You know how sometimes you travel, and visit a great place, and as you leave you think, "well, good! I've seen that place." And you mentally check it off your list.
And then there are the places - and it happens in my experience very rarely - that wedge their way into your heart, and they aren't going to leave. You literally have dreams about the place, and catch yourself always devising a plan to get back there. These places capture your heart.
Fiji is one of those places for me.
So until November (when I'm so excited to return!) I find myself doing lots of things Feej related... like making this beautiful salad that's got plenty of Fiji-tropical flavors.
But wait, you say - they have green beans in Fiji? Why yes, actually - Koro Sun Resort (our home for the Bula Wellness Retreat) has an incredible garden nestled into the rainforest in which they grow an abundance of beautiful produce!
Fijian Coconut Salad
- 1/2 cup coconut cream (made at home as described here, or out of the can)
- 3 cups washed and thinly sliced green beans
- 3/4 cup finely diced tomatoes
- 3/4 cup peeled and thinly sliced cucumbers
- 1/2 cup unsweetened coconut flakes
- 1 very finely sliced jalapeño pepper, seeds removed
- juice of one lemon
- salt and pepper to taste
- in a pot of simmering water, lightly blanch the green beans by dunking them into the simmering water for about 1 minute.
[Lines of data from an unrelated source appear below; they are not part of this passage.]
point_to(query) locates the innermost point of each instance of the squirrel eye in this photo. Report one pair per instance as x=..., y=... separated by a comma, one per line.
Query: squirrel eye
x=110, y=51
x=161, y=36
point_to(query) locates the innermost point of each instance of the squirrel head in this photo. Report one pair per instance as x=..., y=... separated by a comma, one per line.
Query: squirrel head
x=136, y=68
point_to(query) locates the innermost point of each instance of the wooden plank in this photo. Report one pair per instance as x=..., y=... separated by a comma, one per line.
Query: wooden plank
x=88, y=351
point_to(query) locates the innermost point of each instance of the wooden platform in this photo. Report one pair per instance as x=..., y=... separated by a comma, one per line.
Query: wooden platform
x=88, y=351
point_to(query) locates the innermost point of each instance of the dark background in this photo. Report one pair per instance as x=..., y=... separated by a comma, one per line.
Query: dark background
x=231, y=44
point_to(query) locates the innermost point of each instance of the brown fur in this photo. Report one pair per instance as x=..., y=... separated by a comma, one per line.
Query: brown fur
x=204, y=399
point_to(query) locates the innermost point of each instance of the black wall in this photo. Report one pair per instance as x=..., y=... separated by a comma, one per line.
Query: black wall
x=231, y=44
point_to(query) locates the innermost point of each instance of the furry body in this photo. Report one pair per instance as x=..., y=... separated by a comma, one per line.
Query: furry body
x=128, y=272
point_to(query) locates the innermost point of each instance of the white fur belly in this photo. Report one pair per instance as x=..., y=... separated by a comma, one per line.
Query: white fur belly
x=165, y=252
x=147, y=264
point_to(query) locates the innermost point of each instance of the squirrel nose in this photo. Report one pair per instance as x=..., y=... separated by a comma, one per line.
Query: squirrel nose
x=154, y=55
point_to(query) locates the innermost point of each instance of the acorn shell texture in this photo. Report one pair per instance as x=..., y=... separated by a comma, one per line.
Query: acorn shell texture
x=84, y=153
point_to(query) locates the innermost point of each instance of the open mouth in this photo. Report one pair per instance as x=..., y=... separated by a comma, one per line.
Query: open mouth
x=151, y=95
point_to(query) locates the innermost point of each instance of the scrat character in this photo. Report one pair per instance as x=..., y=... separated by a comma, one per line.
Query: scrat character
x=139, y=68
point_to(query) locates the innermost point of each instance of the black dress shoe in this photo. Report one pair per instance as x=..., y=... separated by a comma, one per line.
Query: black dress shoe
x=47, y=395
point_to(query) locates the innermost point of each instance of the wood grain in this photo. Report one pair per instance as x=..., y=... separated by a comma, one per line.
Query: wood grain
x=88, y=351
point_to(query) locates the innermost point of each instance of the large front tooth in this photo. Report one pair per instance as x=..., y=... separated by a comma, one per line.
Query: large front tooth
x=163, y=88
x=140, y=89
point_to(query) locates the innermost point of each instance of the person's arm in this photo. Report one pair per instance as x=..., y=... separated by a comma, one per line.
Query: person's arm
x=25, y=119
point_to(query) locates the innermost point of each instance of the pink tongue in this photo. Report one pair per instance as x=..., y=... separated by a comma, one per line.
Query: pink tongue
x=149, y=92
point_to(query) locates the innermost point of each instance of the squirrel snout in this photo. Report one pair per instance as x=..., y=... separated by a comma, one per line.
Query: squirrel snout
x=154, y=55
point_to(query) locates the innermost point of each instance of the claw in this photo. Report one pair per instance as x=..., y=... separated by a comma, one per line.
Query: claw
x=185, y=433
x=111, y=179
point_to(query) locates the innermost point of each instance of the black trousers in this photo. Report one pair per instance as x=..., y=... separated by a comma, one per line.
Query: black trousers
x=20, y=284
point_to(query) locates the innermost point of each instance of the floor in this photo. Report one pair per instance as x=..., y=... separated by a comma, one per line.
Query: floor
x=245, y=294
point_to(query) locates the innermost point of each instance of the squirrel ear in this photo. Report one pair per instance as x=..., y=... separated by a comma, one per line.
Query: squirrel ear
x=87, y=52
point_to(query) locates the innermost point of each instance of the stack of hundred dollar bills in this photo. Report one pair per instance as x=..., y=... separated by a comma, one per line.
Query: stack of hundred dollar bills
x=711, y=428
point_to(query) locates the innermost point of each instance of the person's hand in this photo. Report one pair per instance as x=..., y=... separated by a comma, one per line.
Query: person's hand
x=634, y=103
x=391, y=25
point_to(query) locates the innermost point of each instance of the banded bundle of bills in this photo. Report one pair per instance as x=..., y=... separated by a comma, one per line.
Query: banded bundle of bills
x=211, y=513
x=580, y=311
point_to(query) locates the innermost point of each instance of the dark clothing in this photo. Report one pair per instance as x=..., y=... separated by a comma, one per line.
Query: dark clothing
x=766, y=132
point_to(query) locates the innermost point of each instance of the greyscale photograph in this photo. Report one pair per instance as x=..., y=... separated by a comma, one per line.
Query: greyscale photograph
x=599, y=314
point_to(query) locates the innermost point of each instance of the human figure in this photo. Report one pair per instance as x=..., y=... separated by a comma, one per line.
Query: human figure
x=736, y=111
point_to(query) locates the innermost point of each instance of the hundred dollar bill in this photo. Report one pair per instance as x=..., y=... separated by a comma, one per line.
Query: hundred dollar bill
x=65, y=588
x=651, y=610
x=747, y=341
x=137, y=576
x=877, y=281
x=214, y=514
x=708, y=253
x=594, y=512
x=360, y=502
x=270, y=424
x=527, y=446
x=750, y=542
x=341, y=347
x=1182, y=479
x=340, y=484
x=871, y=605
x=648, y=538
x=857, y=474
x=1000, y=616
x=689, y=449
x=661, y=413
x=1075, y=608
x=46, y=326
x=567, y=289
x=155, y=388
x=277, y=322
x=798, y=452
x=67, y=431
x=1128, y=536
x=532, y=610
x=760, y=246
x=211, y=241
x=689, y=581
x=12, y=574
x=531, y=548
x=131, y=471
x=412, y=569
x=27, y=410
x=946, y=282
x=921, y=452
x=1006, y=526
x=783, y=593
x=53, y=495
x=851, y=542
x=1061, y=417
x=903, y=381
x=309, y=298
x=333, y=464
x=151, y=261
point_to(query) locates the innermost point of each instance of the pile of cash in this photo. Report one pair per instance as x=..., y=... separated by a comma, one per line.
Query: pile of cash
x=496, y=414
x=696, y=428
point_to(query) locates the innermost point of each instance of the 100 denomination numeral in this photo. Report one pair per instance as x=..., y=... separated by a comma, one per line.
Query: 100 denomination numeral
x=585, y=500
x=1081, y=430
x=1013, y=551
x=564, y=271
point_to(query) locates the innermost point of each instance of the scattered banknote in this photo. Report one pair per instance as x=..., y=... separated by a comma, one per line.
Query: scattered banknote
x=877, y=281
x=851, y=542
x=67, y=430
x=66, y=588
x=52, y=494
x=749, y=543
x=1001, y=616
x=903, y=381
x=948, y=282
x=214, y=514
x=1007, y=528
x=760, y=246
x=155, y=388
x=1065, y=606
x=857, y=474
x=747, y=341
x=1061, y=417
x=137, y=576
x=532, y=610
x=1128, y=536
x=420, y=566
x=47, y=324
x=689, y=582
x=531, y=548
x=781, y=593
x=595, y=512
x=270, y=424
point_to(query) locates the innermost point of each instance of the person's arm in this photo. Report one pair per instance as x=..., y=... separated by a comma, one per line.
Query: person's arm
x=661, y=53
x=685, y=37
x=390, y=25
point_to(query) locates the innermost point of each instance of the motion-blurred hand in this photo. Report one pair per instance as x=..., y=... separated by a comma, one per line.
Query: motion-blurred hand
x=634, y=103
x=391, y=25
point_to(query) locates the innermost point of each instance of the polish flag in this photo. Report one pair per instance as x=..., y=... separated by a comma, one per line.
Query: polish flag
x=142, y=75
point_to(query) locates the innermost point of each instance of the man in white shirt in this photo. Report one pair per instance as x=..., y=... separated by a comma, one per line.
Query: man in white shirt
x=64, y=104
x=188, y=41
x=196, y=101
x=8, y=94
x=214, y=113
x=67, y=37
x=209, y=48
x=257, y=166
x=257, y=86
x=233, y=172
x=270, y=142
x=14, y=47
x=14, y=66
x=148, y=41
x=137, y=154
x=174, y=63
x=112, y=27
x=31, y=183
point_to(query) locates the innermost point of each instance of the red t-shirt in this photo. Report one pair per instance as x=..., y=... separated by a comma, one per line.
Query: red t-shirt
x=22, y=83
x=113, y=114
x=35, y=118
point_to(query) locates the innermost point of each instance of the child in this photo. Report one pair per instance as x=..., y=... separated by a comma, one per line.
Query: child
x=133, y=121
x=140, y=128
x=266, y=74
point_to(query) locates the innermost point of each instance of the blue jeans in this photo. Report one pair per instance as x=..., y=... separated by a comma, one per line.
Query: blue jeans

Then strain to remove, and cool by running fresh water over them.
- Combine green beans, diced tomatoes, cucumber, jalapeño, and coconut flakes in a large bowl.
- In a separate bowl, combine the coconut cream with the lemon juice, and a bit of salt and pepper; whisk with a fork and adjust ingredients to your taste, adding more salt/etc. if needed!
- toss the dressing into the salad and mix to coat.
- Store in the fridge for at least an hour to chill and allow the flavors to mingle.